There was no need to use mithril when any material would have worked. The conjuring effect comes standard with any good magic tablecloth. Being able to pour unlimited tea is no different from the other infinite pots specialized in some type of liquid. A system to create teas based on the user's imagination limits its value to the average drinker. While important, self-cleaning comes as a standard feature on magical items related to food and drink. In short, this tea set was a budget item marketed to part rubes with their cash.

Nothing even worth producing, I thought as I continued walking in place. Every step materialized a yen and dropped it into my money bag. The cash was useless in a place like this unless converted into the local currency. Even in Japan, it was next to worthless, just like many other countries' low-denomination coins.

However, one-yen coins had two major advantages in this world. Weighing one gram each, they could be used as a reference for unit standardization to Earth's metric system. More importantly, they were minted from pure aluminum, still a precious metal over here. For now, I controlled the only supply, as this world hasn't discovered the secret of isolating the metal. I wasn't sure if they even had electricity for their labs.

Cheat catalogs for the next sales period still needed to be reviewed. I scrolled the holographic display to the appliances, returning to what I was doing before the tea set caught my eye. Unlimited drink production for mess halls was better accomplished with magical brewers. Hand-cranked churns for making infinite butter, mayonnaise, or whatnot had led to complaints of injuries among operators. The less said about the condiment bottles, the better.

Weapons, armor, and clothing came next. Folktale WMDs mingled with ultimate gear born from fiction and improvised weapons from the real world.

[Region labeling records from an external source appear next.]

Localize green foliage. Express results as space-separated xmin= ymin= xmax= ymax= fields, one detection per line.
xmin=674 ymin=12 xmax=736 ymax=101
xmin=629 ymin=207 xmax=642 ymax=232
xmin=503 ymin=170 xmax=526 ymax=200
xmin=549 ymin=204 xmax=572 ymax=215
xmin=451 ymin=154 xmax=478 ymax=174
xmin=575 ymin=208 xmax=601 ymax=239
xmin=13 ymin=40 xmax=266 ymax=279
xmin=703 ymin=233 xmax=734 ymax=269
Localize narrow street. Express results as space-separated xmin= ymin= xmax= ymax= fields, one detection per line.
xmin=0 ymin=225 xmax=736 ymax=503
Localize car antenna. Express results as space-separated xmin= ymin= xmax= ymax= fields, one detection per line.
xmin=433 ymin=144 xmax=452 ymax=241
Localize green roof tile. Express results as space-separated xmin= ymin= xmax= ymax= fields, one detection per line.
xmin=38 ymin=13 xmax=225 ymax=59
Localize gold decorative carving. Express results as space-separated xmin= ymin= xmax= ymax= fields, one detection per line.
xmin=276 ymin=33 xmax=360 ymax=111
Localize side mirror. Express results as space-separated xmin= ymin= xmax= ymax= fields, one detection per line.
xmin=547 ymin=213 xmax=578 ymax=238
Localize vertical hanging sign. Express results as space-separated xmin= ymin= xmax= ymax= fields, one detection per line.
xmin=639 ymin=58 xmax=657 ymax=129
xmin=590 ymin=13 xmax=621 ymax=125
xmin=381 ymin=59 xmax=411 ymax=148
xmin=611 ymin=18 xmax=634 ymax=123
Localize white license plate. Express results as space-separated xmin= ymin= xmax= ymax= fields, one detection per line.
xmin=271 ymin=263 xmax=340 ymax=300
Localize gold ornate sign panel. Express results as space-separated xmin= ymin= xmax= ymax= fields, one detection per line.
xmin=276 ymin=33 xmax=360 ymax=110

Clothes, no matter how little their defensive properties, were designated as a subcategory of armor. We could probably open a cosplay shop with all the designs we had, except we'd go broke from a lack of sales.

Our cash cow remained in expendable materials. Ores, minerals, and chemicals are always in demand. This world still uses double displacement reactions to produce alkali hydroxides and nitrates, meaning slaked lime is a vital resource for industry. Alchemists love being able to buy concentrated sulfuric acid for their experiments. I didn't have the heart to tell them of how they were nowhere near the process for synthesizing a philosopher's stone, but at least they weren't treating me as their personal delivery service.

Other people aren't so respectful. Transplanted individuals from Earth are too accustomed to having everything available on demand. Nobles from this world believe they can use their power to take whatever they want. They're why I have to run around the planet between shifts at my official job. Exactly what that job is, even I don't remember. People from this world call me a saint, which hardly meshes with being deployed as the tip of the spear or relegated to courier duty.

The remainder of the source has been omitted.